Genotyping arrays are a cost effective approach when typing previously-identified genetic polymorphisms in large numbers of samples. One limitation of genotyping arrays with rare variants (e.g., minor allele frequency [MAF] <0.01) is the difficulty that automated clustering algorithms have to accurately detect and assign genotype calls. Combining intensity data from large numbers of samples may increase the ability to accurately call the genotypes of rare variants. Approximately 62,000 ethnically diverse samples from eleven Cohorts for Heart and Aging Research in Genomic Epidemiology (CHARGE) Consortium cohorts were genotyped with the Illumina HumanExome BeadChip across seven genotyping centers. The raw data files for the samples were assembled into a single project for joint calling. To assess the quality of the joint calling, concordance of genotypes in a subset of individuals having both exome chip and exome sequence data was analyzed. After exclusion of low performing SNPs on the exome chip and non-overlap of SNPs derived from sequence data, genotypes of 185,119 variants (11,356 were monomorphic) were compared in 530 individuals that had whole exome sequence data. A total of 98,113,070 pairs of genotypes were tested and 99.77% were concordant, 0.14% had missing data, and 0.09% were discordant. We report that joint calling allows the ability to accurately genotype rare variation using array technology when large sample sizes are available and best practices are followed. The cluster file from this experiment is available at www.chargeconsortium.com/main/exomechip.
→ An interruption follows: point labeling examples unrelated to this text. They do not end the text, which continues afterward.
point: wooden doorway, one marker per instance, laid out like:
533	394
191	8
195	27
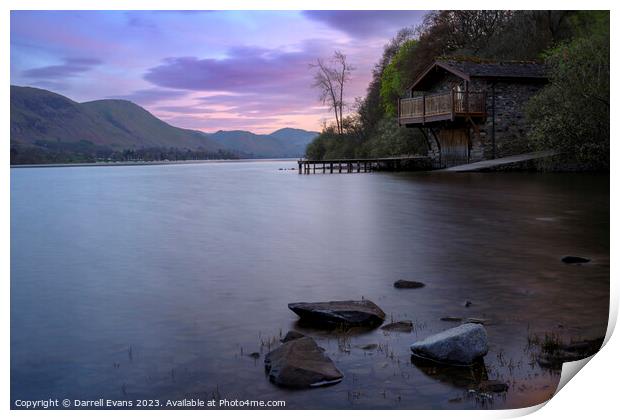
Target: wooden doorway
454	144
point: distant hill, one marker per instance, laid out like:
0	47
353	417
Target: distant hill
46	126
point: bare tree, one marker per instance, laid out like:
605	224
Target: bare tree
330	78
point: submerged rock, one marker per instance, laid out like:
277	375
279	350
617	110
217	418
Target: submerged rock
477	321
451	319
292	335
368	347
408	284
400	326
470	320
347	313
465	377
461	345
571	259
301	363
492	386
553	356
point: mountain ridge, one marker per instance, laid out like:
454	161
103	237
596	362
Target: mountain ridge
42	121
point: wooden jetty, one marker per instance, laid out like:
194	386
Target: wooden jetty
331	166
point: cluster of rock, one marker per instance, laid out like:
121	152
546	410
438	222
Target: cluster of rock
300	363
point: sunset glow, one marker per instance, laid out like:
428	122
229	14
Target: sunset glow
210	71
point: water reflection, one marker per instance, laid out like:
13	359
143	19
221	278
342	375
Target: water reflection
189	264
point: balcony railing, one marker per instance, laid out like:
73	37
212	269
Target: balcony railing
441	106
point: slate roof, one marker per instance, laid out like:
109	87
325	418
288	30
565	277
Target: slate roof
467	69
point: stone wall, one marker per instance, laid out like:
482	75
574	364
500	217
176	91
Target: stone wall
510	122
511	128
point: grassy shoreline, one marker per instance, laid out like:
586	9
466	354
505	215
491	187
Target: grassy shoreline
145	163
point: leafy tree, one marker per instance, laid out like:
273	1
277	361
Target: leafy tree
396	77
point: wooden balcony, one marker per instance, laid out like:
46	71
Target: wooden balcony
441	106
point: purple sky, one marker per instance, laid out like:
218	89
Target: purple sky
221	70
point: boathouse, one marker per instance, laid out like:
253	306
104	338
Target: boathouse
472	110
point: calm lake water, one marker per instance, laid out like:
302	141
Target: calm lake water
158	281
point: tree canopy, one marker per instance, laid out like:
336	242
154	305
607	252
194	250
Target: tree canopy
574	44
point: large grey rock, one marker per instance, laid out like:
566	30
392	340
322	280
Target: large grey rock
292	335
347	313
301	363
461	345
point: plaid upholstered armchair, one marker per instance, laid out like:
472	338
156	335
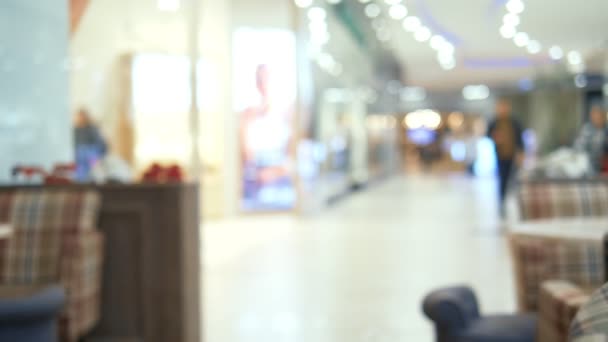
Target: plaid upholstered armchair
551	199
55	242
555	278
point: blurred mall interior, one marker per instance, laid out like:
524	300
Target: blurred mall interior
303	170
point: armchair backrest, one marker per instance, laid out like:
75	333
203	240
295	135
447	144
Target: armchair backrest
43	221
538	259
554	199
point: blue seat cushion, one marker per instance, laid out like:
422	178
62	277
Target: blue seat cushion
502	328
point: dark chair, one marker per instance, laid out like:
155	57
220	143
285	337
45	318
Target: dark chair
456	316
31	318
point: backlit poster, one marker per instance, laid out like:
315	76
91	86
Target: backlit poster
264	100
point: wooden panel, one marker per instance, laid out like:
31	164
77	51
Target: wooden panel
123	229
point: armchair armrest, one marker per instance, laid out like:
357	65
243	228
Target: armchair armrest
81	273
558	303
451	308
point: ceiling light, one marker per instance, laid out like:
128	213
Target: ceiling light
515	6
411	24
447	48
317	27
397	12
521	39
168	5
580	81
476	92
448	65
422	34
337	70
575	58
413	94
511	19
378	24
372	10
534	47
556	52
576	68
303	3
317	14
525	84
383	35
437	42
507	32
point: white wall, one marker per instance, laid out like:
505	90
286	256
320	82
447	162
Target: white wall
35	126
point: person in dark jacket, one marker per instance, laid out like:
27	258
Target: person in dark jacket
506	133
89	144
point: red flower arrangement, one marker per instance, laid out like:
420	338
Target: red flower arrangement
157	173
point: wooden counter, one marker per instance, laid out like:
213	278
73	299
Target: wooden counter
151	275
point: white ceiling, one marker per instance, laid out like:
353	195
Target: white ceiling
580	25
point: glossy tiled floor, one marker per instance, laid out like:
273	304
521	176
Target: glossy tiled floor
358	271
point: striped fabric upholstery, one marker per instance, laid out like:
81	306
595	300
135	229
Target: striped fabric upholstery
591	321
563	199
55	241
538	259
558	304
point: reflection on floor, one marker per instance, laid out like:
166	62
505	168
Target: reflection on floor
358	271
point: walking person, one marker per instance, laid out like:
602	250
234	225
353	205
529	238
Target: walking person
506	133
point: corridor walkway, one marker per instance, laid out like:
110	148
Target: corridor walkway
358	271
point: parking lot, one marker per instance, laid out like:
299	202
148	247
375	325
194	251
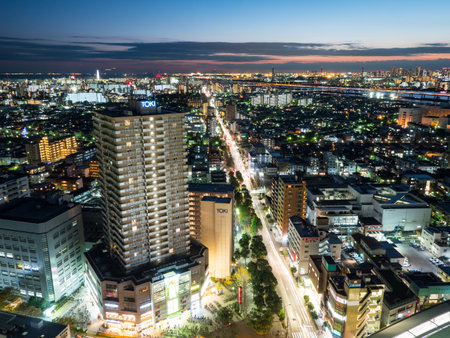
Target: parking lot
419	260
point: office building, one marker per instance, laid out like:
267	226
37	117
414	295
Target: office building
41	248
216	220
196	192
288	199
45	150
12	187
303	241
145	271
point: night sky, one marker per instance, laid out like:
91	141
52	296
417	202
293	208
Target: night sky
190	36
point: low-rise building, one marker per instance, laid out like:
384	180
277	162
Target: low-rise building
436	240
399	301
303	241
353	305
12	187
320	269
428	287
41	248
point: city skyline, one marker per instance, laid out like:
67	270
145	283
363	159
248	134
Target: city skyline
245	37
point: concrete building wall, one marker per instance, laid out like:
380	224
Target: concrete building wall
216	219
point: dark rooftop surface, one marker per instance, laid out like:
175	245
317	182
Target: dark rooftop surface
108	268
204	187
439	327
398	292
303	228
14	325
33	210
217	199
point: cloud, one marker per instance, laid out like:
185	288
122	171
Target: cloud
189	55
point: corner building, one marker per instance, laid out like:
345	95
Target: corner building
143	180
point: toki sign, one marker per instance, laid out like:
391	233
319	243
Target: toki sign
148	104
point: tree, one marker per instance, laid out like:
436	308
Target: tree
233	181
257	247
273	301
244	243
242	276
225	315
260	321
293	270
256	225
239	177
236	255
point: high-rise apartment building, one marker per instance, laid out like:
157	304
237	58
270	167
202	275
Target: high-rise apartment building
216	218
143	180
196	193
288	199
41	248
146	269
45	150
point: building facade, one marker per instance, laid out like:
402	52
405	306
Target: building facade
196	192
288	199
41	248
216	218
353	305
148	270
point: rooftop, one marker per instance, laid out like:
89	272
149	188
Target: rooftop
33	210
14	325
205	187
303	228
108	268
226	200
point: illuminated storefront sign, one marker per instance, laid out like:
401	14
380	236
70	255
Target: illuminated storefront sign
171	287
148	104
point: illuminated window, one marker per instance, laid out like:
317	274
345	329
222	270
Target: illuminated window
172	306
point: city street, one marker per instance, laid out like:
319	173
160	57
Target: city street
299	321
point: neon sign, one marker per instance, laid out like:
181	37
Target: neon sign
148	104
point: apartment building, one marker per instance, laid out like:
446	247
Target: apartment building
288	199
148	269
196	192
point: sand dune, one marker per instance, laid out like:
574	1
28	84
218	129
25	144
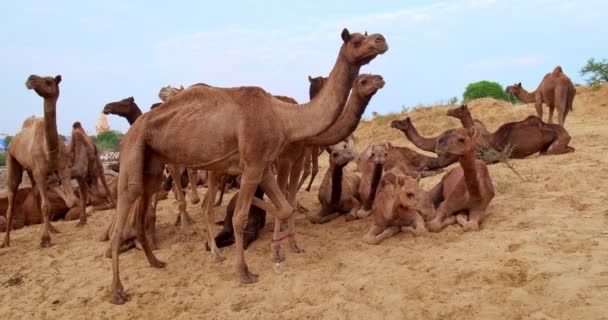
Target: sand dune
541	254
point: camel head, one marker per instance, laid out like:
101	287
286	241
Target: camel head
168	92
46	87
514	89
460	112
457	142
341	154
123	107
366	85
359	49
379	152
403	125
316	84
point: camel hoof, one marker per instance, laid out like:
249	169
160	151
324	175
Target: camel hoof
157	264
120	297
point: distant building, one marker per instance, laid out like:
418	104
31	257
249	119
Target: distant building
102	124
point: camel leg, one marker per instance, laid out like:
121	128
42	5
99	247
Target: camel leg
183	219
376	234
193	179
82	191
40	180
14	172
207	207
252	175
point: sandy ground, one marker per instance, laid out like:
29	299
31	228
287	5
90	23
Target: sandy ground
541	254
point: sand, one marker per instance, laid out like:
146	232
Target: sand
541	254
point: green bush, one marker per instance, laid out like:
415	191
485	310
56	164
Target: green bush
483	89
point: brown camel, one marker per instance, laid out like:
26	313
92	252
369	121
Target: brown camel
338	191
86	168
426	144
36	149
467	188
371	164
180	132
526	137
556	91
401	205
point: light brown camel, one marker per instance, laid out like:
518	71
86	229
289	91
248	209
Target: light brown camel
338	191
467	188
370	163
556	90
426	144
260	126
526	137
401	205
86	168
37	149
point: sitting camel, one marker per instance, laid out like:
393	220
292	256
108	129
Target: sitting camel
526	137
37	149
401	205
426	144
338	191
467	188
370	163
556	90
86	168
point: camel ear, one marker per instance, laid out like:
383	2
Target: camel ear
345	35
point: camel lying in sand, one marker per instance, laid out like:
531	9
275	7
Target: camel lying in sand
401	205
526	137
467	188
37	150
556	90
338	191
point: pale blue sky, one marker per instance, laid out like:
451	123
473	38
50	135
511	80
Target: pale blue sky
111	50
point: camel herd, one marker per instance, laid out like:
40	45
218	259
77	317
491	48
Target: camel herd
272	144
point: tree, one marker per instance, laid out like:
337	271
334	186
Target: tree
598	71
484	89
108	141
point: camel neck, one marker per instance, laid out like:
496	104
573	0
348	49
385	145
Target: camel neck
314	117
470	173
336	184
50	126
345	125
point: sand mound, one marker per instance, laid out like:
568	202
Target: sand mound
541	253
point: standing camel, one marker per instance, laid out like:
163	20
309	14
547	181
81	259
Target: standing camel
37	149
180	132
86	168
556	91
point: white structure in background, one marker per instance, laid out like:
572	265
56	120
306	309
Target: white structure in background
102	124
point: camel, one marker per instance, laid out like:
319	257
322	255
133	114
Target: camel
370	163
86	168
467	188
415	164
36	149
527	137
180	132
338	191
426	144
401	205
556	90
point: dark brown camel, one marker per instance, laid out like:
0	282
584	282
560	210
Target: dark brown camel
556	90
465	189
526	137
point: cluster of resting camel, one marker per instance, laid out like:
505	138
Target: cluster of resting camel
272	144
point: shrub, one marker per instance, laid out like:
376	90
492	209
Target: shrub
483	89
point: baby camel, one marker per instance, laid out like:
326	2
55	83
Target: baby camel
465	188
36	149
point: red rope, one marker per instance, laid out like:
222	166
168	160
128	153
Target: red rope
289	235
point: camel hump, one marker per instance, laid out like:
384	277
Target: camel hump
558	70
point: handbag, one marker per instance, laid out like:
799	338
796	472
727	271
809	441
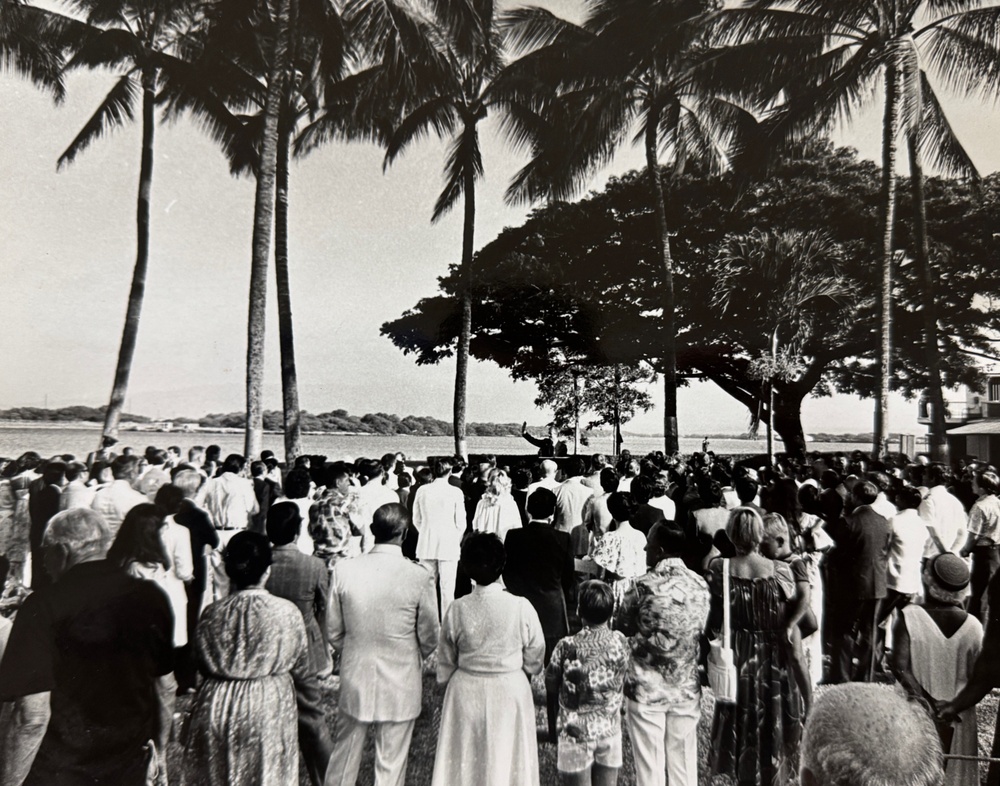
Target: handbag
722	676
808	624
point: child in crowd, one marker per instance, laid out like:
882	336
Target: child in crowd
587	671
802	627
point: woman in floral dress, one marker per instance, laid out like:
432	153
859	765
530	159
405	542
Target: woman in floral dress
252	649
754	739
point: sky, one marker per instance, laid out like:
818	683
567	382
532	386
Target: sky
362	250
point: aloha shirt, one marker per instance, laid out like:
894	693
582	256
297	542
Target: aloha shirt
664	613
590	670
330	524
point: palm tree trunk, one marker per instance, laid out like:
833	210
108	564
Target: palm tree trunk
890	128
130	333
263	214
938	442
465	331
668	361
289	377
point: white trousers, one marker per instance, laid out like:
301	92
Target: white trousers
392	749
664	743
444	572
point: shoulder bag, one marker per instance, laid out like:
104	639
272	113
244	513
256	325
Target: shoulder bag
722	676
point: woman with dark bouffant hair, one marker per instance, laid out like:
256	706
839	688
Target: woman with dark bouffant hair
139	550
252	648
491	644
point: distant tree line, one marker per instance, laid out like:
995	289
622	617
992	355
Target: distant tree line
339	420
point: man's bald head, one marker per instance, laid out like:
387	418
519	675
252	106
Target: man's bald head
74	536
869	735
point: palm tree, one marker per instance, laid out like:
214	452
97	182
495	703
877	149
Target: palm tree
776	288
146	42
258	55
821	59
632	64
33	44
442	73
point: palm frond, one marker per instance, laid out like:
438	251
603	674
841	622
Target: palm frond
356	111
34	42
530	28
964	52
114	111
109	48
938	143
438	115
464	156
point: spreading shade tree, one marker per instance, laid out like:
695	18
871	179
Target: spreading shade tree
581	276
631	67
809	63
443	72
776	290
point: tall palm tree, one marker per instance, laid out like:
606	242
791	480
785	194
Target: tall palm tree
252	50
776	288
632	65
822	59
442	72
33	45
144	40
315	60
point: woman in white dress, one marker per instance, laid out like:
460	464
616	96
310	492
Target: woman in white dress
491	644
496	511
935	648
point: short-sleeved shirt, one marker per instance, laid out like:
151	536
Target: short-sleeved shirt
590	667
97	639
984	520
665	615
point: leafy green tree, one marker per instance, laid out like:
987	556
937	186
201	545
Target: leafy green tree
824	58
631	66
581	275
767	287
612	395
442	71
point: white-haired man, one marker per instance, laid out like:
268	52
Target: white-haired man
382	618
82	662
869	735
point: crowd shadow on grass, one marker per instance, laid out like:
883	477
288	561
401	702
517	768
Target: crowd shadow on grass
422	749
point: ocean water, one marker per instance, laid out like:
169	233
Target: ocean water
49	439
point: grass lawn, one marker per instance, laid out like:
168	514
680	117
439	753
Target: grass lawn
421	763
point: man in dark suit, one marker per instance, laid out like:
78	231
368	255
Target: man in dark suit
540	568
305	581
646	516
857	570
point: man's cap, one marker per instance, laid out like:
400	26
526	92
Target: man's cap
950	572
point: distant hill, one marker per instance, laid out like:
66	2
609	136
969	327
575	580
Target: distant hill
337	421
64	414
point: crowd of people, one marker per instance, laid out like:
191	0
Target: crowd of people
135	579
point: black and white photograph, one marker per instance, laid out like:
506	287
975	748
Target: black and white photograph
500	392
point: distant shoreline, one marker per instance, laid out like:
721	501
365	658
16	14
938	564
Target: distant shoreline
594	436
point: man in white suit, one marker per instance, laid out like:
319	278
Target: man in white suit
382	619
439	517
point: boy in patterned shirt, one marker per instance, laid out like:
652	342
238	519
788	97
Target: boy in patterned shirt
587	671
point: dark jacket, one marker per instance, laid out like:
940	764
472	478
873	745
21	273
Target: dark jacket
540	568
859	561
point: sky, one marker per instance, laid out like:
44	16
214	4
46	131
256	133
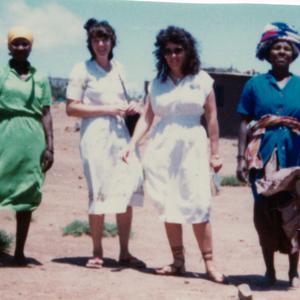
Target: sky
227	34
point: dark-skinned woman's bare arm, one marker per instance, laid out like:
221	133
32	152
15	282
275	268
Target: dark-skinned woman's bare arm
48	156
242	144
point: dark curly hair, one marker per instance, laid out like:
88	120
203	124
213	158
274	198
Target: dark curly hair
99	29
179	36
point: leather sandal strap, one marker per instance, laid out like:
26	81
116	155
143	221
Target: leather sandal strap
207	255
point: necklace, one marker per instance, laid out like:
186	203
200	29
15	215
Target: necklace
176	79
282	83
Entities: Chemical Disease Gene Species

Mesh：

Year: 2013 PMID： 23874508 PMCID： PMC3709915 DOI： 10.1371/journal.pone.0068095

Source DB: PubMed Journal: PLoS One ISSN： 1932-6203 Impact factor: 3.240

Introduction

Exome- and whole-genome sequencing is becoming increasingly affordable and allows for detection and genotyping of rare variants in the human genome. Yet, genotyping arrays remain a cost-effective approach when investigating genetic polymorphisms previously identified in large populations. A limitation of using arrays to genotype rare variants is the difficulty that automated clustering algorithms have to accurately detect and assign accurate genotype calls [1], [2]. Large sample sizes increase the number of occurrences of rare variants and, therefore, should facilitate automated clustering and genotyping. An array focused on rare and low frequency coding variation, hereafter referred to as the exome chip, has been developed by querying the exomes sequenced in ∼12,000 individuals and aggregating the variation that is seen in more than two individuals in more than two sequencing efforts (http://genome.sph.umich.edu/wiki/Exome_Chip_Design). Participating studies in the Cohorts for Heart and Aging Research in Genomic Epidemiology (CHARGE) Consortium [3] consented to have their Illumina Infinium HumanExome BeadChip intensity data analyzed collectively (n = 62,266) in order to increase the accuracy of rare variant genotype calls. The resulting cluster file (.egt) is publically available and we show that its use, along with best practices, increase genotype accuracy compared to other methods alone.

Results

Genotypes were obtained for 238,876 successful variants in accordance with our best practices (96.4% SNP pass rate) which were converted to PLINK format [4] by cohort and combined into a single aggregate file for further analyses. Of the 62,266 samples genotyped, 1,380 (2.2%) had a GenCall quality score in the lower 10th percentile of the distribution across all variants genotyped (p10GC) <0.38 or call rate <0.97 and were excluded from allele frequency calculations. Because founder effects and unique population structure have been previously observed in Icelandic samples [5], [6], the Age, Gene/Environment, Susceptibility-Reykjavik study was excluded from subsequent steps. Known duplicated samples, individuals without self-reported race, and the HapMap controls were also removed. After excluding duplicate variants (n = 811), the minor allele frequencies (MAF) for 238,065 successful SNPs and 56,407 samples by self-reported race are described in Table 1. There were 10,693 monomorphic SNPs (4.5%), and 78.6% of the variants on the exome chip have a MAF <0.005. Allele frequencies for each variant by race group are reported in the SNP information file (see Methods and Data Access sections). Ethnicity specific HapMap allele frequencies for the 96 controls (48 CEU and 48 YRI) and genotypes are also available.

Table 1

Exome chip minor allele frequency distribution by race.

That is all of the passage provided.